One of the first tracks on the release, “Nightlight,” sports a riveting robotic-like guitar solo on top of a momentous, electronic-heavy rhythm. From the ‘80s dance pop-influenced song “Peaks” onward, Pedals finds its groove with notable drumming and driving synth riffs that vary in dynamics, intensity and tempo. On “Modern Art,” lead vocalist Troupe Gammage sings about artist insecurities over a simple but powerful guitar riff and drumline. “Be Reasonable Diane” has Gammage channeling his best Lou Reed impression, and nails it as the synthesizers and drums provide a melodious and captivating progression. The dark ambiance created by the music in “Congo” complements the sympathetic lyrics about good-byes and walking away from a good thing.

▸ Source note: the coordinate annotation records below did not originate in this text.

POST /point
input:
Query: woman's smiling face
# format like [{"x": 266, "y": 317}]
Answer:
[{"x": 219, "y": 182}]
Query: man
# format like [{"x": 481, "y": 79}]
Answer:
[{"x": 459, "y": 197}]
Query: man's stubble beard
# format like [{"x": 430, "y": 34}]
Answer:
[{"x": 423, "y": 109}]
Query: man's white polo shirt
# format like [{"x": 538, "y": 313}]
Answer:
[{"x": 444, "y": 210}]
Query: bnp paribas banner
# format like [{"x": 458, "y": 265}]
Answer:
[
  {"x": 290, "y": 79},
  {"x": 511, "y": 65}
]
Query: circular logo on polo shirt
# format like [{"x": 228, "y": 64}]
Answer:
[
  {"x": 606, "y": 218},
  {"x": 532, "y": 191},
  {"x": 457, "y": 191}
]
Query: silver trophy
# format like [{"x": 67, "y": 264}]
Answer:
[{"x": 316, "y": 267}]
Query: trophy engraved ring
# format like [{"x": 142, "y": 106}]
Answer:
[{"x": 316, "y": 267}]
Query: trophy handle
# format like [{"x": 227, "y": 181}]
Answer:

Pedals has a plethora of foot-tapping tracks that will entice audiences on multiple listens. The complex and unique dynamic changes in songs, the ways that other tracks crescendo and switch tempos sound fresh and intriguing time after time. The progressive arrangements of Speak are a refreshing take on electro-pop, carving a musical path of their own in the midst of similar bands like Haim and Passion Pit that will surely develop over time and carry the Austin, TX quartet to prominence.